Vainisi hit on seven picks over the first six rounds altogether, although not all seven made the Packers. First rounder from Michigan State Dan Currie and third rounder from Illinois Ray Nitschke both moved into the starting lineup at linebacker as rookies, but had a lot of learning to do before rising to All-Pro and Hall of Fame levels, respectively. Fourth round guard from Idaho Jerry Kramer also displayed great potential and forced himself into the starting lineup as the season progressed. Fifth rounder Joe Francis struggled as a passer, converting from college single-wing tailback at Oregon State to T formation quarterback in Green Bay.
Two other high picks were dispatched on September 23, five days before the season began, and both decisions were mistakes. Third round kick returner from NC State Dick Christy was traded to Pittsburgh for a 1959 fifth round pick that turned into guard Andy Cvercko, as McLean chose to keep slight Oregon free agent punt returner Jim Shanley instead. That same day, McLean cut sixth round pick from Howard Payne University, Ken Gray, to keep veteran guards Hank Bullough and Jim Salsbury.
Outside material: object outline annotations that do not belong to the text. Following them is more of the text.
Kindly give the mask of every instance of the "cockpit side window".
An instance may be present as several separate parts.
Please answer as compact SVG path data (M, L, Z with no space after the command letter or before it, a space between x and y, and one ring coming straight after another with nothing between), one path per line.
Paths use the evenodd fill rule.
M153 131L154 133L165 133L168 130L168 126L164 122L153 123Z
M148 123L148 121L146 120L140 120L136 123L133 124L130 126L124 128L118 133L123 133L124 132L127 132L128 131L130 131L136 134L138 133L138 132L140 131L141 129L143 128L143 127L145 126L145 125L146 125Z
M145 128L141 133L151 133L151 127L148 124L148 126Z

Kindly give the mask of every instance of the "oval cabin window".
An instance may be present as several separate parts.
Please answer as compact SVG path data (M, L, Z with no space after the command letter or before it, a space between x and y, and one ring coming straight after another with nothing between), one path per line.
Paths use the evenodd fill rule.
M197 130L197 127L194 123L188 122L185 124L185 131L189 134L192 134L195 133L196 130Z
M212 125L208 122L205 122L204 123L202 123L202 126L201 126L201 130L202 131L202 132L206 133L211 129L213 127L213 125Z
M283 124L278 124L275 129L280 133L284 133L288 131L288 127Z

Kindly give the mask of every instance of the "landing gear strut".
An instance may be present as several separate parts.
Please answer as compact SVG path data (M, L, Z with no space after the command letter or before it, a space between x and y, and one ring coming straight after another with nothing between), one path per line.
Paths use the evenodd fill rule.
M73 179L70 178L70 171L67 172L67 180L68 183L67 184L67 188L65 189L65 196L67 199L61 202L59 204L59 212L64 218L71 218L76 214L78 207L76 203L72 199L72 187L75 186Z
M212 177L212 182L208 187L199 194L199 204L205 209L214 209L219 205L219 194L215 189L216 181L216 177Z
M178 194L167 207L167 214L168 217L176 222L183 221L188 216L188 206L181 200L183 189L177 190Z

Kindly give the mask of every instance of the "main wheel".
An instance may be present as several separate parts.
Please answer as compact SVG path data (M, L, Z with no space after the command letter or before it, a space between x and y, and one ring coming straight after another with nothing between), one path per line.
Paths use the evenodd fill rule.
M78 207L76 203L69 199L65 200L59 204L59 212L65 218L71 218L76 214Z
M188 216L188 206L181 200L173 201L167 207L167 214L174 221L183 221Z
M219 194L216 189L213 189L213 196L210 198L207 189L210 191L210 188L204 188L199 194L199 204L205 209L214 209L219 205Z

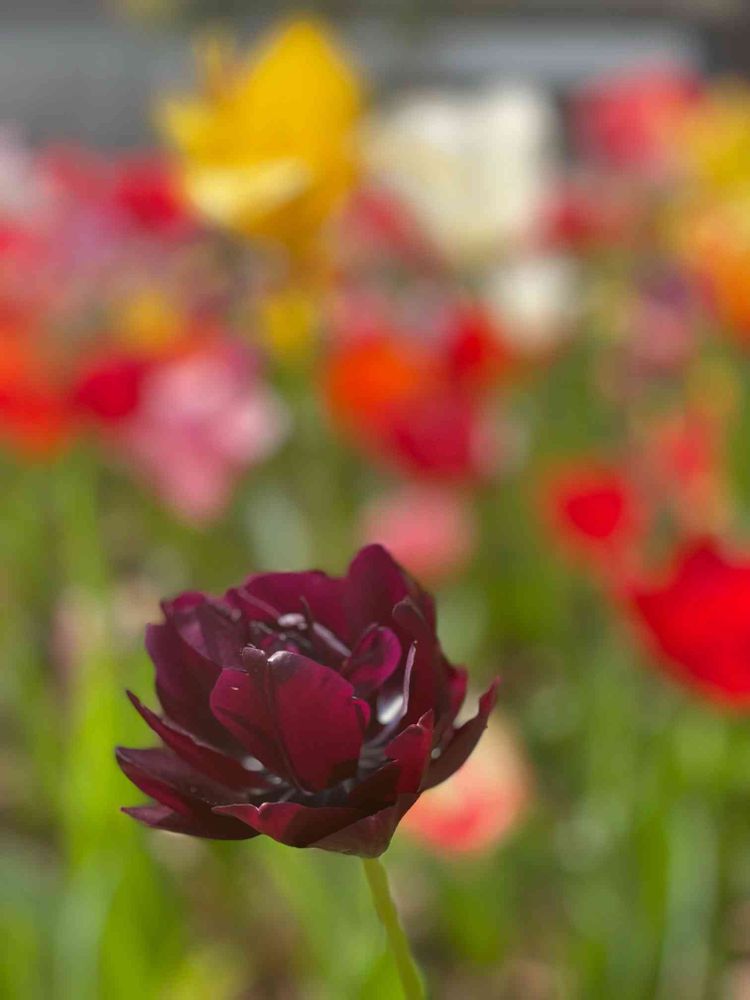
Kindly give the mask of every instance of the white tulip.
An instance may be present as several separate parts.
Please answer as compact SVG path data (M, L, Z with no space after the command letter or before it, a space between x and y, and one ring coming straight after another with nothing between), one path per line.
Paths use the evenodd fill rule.
M365 149L441 249L474 263L533 234L555 137L546 97L508 85L407 98L371 124Z

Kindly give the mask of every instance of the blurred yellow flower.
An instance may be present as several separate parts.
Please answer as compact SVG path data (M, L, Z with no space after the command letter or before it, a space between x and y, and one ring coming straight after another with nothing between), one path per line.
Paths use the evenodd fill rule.
M189 200L245 236L300 251L352 186L358 80L324 29L295 20L249 62L204 51L200 96L159 118L183 164Z
M685 135L688 179L704 195L727 196L750 186L750 88L724 84L690 116Z
M277 361L296 364L307 359L316 343L319 308L315 298L299 288L286 288L260 303L260 334Z
M117 309L120 339L140 351L159 352L175 341L184 316L175 303L155 289L145 289L123 301Z

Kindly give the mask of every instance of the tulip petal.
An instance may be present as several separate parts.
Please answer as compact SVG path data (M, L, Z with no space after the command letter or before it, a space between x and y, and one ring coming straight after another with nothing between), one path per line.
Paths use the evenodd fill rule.
M487 727L487 720L497 700L497 686L499 683L499 680L496 678L490 684L479 699L477 714L472 719L469 719L468 722L465 722L460 729L456 730L440 756L433 761L427 772L426 781L422 785L422 791L439 785L441 781L445 781L446 778L449 778L465 763Z
M297 653L266 657L248 647L244 670L224 670L211 707L265 767L298 788L321 791L357 771L369 720L348 681Z
M385 750L386 763L358 782L348 796L350 805L368 812L392 805L398 795L418 792L430 764L432 713L404 729Z
M387 849L402 817L418 798L417 794L399 795L393 805L329 833L309 846L337 854L377 858Z
M259 618L258 608L265 607L272 620L285 614L304 614L305 605L315 621L334 635L346 634L344 618L344 581L319 570L306 573L260 573L251 576L238 590L232 591L232 601L251 618Z
M410 597L396 605L393 619L399 634L415 646L406 721L416 722L432 709L436 725L440 728L449 714L450 700L445 658L435 630Z
M218 806L214 812L220 816L233 816L257 833L272 837L288 847L309 847L321 837L362 817L360 810L346 806L305 806L297 802Z
M268 781L262 774L250 771L239 760L229 757L212 747L199 743L189 733L183 732L166 719L146 708L134 694L128 691L128 698L136 711L160 739L178 757L201 774L218 781L227 788L267 788Z
M207 813L205 816L182 816L161 805L130 806L123 808L122 811L154 830L184 833L207 840L249 840L258 836L244 823L239 823L230 817L216 816L214 813Z
M435 628L432 598L415 583L382 545L367 545L354 557L346 578L350 634L358 637L373 623L389 625L394 607L411 597Z
M388 680L401 662L402 650L392 629L367 629L341 666L341 676L354 686L358 698L368 698Z
M209 705L219 668L190 650L170 624L146 628L146 650L156 668L156 693L165 714L211 746L234 746Z
M242 666L247 623L236 608L194 592L165 601L162 608L167 621L195 654L217 667Z
M171 750L118 747L115 756L137 788L182 815L192 815L202 806L232 801L233 793L228 788L200 774Z

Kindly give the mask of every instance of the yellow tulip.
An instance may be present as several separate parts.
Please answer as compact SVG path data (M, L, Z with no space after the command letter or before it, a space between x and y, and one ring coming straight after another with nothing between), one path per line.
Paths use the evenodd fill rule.
M159 116L187 197L215 224L308 247L355 179L354 72L307 20L275 33L249 62L214 45L203 69L203 92L164 102Z
M723 198L750 188L750 88L716 87L688 118L684 138L688 180L704 196Z

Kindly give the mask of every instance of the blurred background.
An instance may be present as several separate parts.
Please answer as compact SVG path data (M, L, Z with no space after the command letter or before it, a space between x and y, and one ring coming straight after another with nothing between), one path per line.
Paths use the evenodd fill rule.
M119 812L159 600L437 596L440 1000L750 998L750 11L0 14L0 996L397 998L350 858Z

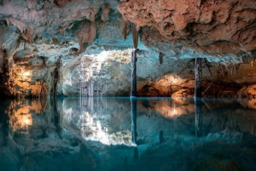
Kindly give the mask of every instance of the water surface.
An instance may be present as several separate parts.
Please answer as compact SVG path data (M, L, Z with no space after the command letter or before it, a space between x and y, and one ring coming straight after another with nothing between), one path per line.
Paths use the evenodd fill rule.
M253 170L256 101L1 100L0 170Z

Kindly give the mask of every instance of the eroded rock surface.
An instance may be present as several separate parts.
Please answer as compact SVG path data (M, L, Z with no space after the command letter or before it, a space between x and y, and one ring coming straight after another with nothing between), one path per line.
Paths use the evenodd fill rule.
M239 54L256 48L255 1L128 0L119 9L126 20L203 51Z
M193 96L193 59L205 58L213 83L204 96L254 98L237 91L256 83L255 18L249 0L3 0L0 90L13 97L129 95L135 23L138 95ZM203 67L206 89L212 77Z

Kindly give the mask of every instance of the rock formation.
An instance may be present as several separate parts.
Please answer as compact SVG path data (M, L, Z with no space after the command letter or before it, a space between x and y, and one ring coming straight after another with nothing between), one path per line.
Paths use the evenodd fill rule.
M193 95L194 59L206 58L204 96L254 98L253 0L3 0L1 92L86 95L90 80L91 95L129 95L132 23L138 95Z

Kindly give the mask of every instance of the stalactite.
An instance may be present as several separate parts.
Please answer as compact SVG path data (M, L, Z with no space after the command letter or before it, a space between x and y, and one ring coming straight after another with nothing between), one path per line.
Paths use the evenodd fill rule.
M125 21L124 18L122 18L121 21L121 31L125 40L126 40L127 35L130 31L130 22Z
M133 39L133 48L137 48L138 28L135 24L132 25L132 39Z
M102 20L108 20L109 19L109 3L106 3L102 6L102 13L101 15Z
M195 96L201 97L202 59L195 60Z
M160 63L160 65L163 64L163 57L164 57L163 53L160 52L160 53L159 53L159 55L158 55L158 60L159 60L159 63Z
M136 73L136 63L137 63L137 49L134 48L131 51L131 96L137 95L137 73Z

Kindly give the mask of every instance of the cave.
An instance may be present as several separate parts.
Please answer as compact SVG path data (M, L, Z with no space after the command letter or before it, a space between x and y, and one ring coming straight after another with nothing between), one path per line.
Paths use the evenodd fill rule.
M0 0L1 170L253 170L256 1Z

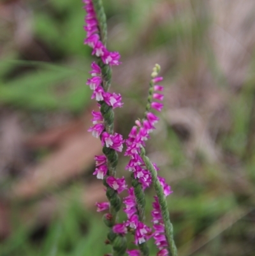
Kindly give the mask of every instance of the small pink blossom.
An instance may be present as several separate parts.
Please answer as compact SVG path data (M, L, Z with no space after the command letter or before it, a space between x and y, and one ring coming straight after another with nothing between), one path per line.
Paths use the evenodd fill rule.
M96 170L93 172L94 175L96 175L96 177L99 179L103 179L106 175L108 171L107 166L101 165L96 168Z
M113 109L117 107L121 107L123 105L123 103L121 102L122 98L120 94L105 93L103 94L103 98L106 104L112 106Z
M156 82L161 82L163 80L163 78L162 77L155 77L154 79L152 79L152 82L156 84Z
M153 98L155 100L163 100L164 95L155 93L153 94Z
M122 151L124 142L124 140L120 134L115 133L113 135L110 135L106 132L102 134L102 146L105 143L107 147L112 148L117 151L121 152Z
M99 212L109 209L110 203L108 202L96 202L96 206L98 207L96 211Z
M100 77L93 77L91 79L89 79L86 84L89 86L92 90L95 90L98 88L102 82L102 79Z
M97 57L103 56L104 51L105 50L105 46L101 41L98 41L93 48L92 54L95 54Z
M92 132L92 136L98 138L104 130L105 126L103 124L96 124L94 126L91 127L88 132Z
M99 166L101 165L104 165L106 163L106 156L105 154L101 156L95 156L94 158L96 160L96 166Z
M139 250L127 250L126 252L129 255L129 256L140 256Z
M119 65L120 63L119 59L120 56L117 52L108 52L106 50L102 56L102 61L105 64L109 64L110 66Z
M167 197L170 193L173 193L173 192L171 190L171 186L166 183L165 179L163 177L157 176L157 178L159 181L161 185L163 188L164 194L166 197Z
M162 249L157 253L157 256L168 256L168 251L167 249Z
M104 93L104 90L101 86L98 86L95 90L94 91L91 98L94 99L96 98L96 100L97 102L100 102L101 100L103 100L103 94Z
M125 178L115 178L113 176L109 176L106 179L107 184L114 190L117 190L118 193L121 193L127 188L127 185L126 184Z
M126 227L125 223L115 225L112 230L115 233L120 234L122 235L124 235L125 234L127 233L127 229Z
M91 64L92 70L89 72L92 77L96 77L98 75L101 75L101 68L93 61Z
M92 110L93 118L91 119L94 124L97 124L99 121L103 121L103 117L100 112Z
M151 103L151 107L152 109L156 109L157 111L161 112L163 108L163 104L159 102L152 102Z
M91 47L94 48L99 40L99 36L98 34L92 34L84 40L84 43L88 45Z
M164 87L161 86L158 86L157 84L156 84L154 86L154 91L163 91L164 90Z

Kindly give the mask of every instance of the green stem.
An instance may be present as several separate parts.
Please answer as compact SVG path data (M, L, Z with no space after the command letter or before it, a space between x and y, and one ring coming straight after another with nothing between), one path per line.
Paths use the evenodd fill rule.
M134 188L135 196L136 202L137 213L140 222L144 222L145 216L145 195L143 190L142 184L135 179L134 174L131 174L132 177L132 186ZM139 249L142 252L143 256L149 256L149 250L146 242L138 245Z
M92 0L94 9L99 23L98 29L99 31L100 40L106 45L107 39L107 25L106 17L105 13L104 8L101 0ZM102 87L105 91L108 91L110 86L112 79L112 68L109 65L105 64L99 59L98 64L101 67L102 73ZM108 106L104 102L99 102L101 105L100 111L104 119L105 131L109 134L113 133L113 119L114 113L112 107ZM110 202L110 215L104 216L105 223L110 228L107 235L108 239L112 246L113 256L122 256L124 255L127 241L126 237L117 235L112 231L112 227L116 223L118 219L118 212L120 209L121 200L117 192L108 186L106 182L109 176L115 177L116 175L116 166L118 162L118 154L114 149L103 147L103 153L107 158L108 175L103 181L104 185L106 187L106 197Z
M173 239L173 225L170 222L169 212L167 206L166 197L164 195L164 190L157 179L157 173L149 158L145 156L145 150L143 147L141 149L141 157L143 159L146 168L150 171L152 175L152 184L156 190L157 197L159 199L160 209L164 224L164 231L166 240L169 245L169 251L171 256L177 255L177 249Z

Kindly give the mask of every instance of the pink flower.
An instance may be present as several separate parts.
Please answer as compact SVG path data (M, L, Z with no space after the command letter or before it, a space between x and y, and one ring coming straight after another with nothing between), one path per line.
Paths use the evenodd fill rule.
M122 151L124 142L124 140L120 134L115 133L113 135L110 135L106 132L102 134L102 146L105 143L106 147L110 147L117 151L121 152Z
M158 86L157 84L156 84L154 86L154 91L162 91L164 90L164 87L161 86Z
M138 216L137 215L133 215L129 216L127 221L127 224L131 228L136 229L138 225Z
M88 132L92 132L92 136L98 138L104 130L103 124L96 124L94 126L91 127Z
M119 59L120 56L117 52L108 52L106 50L102 56L102 61L105 64L108 64L110 66L119 65L120 63Z
M99 179L103 179L106 175L108 167L106 165L101 165L96 168L96 170L93 172L93 175L96 175L96 177Z
M139 250L127 250L126 252L129 256L140 256L140 251Z
M157 123L157 121L159 120L159 118L157 117L157 116L154 115L150 112L149 112L146 114L146 117L152 126Z
M155 245L159 249L162 249L164 247L168 247L168 244L164 234L155 234L153 235L153 238L155 240Z
M102 79L100 77L93 77L92 79L89 79L86 84L89 86L92 90L95 90L98 88L102 82Z
M156 233L164 233L164 225L159 224L153 224L153 228L155 230Z
M99 36L98 34L92 34L84 40L84 43L88 45L92 48L94 48L99 40Z
M135 243L142 244L151 236L151 229L143 222L139 222L135 233Z
M91 98L94 99L96 98L96 100L97 102L100 102L101 100L103 100L103 94L104 93L104 90L101 86L98 86L95 90L94 91Z
M103 117L100 112L92 110L92 115L93 118L91 119L93 124L97 124L98 121L103 121Z
M163 80L163 78L162 77L155 77L154 79L152 79L152 82L156 84L156 82L162 81Z
M124 235L125 234L127 233L127 229L126 227L125 223L115 225L112 230L115 233L120 234L122 235Z
M160 184L163 188L164 194L166 197L167 197L171 193L173 193L173 192L171 190L171 186L166 183L165 179L163 177L157 176L157 178L159 181Z
M110 207L110 203L108 202L96 202L96 206L98 207L96 211L99 212L108 210Z
M121 193L127 188L127 185L126 184L125 178L115 178L113 176L109 176L106 179L107 184L114 190L117 190L118 193Z
M95 156L94 159L96 160L96 166L99 166L101 165L106 163L107 158L105 154L102 154L101 156Z
M116 93L105 93L103 94L105 102L109 106L112 106L113 109L122 107L123 103L121 103L121 95Z
M97 57L103 56L104 51L105 50L105 46L101 41L98 41L93 48L92 54L95 54Z
M92 77L96 77L98 75L101 75L101 68L93 61L91 64L92 70L89 72Z
M152 102L151 103L151 107L152 109L156 109L157 111L161 112L163 108L163 104L159 102Z
M164 99L164 95L161 94L160 93L154 93L153 94L153 98L156 100L163 100Z
M168 256L168 251L167 249L162 249L158 252L157 256Z

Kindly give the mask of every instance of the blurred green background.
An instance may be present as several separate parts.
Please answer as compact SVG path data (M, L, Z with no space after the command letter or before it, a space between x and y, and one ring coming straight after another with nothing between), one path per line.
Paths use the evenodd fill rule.
M147 151L174 192L179 255L255 255L255 2L103 3L108 48L122 62L111 87L124 102L117 132L126 137L142 116L161 66L165 107ZM100 143L87 132L96 106L84 17L81 1L0 3L0 256L110 252L94 206L105 197L92 175Z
Shanley, Salsbury and Bullough would all be out of football by 1959. Dick Christy twice led the AFL in punt returns for the New York Titans, while Ken Gray spent a dozen years with the Cardinals, making six Pro Bowls and drawing All-Pro notice seven times. As with John Nisby in 1957, had the Packers kept Gray, they probably would not have traded for Fuzzy Thurston in 1959.
The Packers’ sixth rookie, its second round draft pick, got off to the best start of the group, although that start was delayed until late in the season. LSU fullback Jim Taylor only carried the ball eight times in the first ten games of the year but was finally given a chance to start on the team’s season-ending West Coast road trip and gained 238 yards on 44 carries against the Rams and 49ers, an average gain of 5.4 yards. Future Hall of Famer Jim Taylor was the Packers’ top rookie of 1958.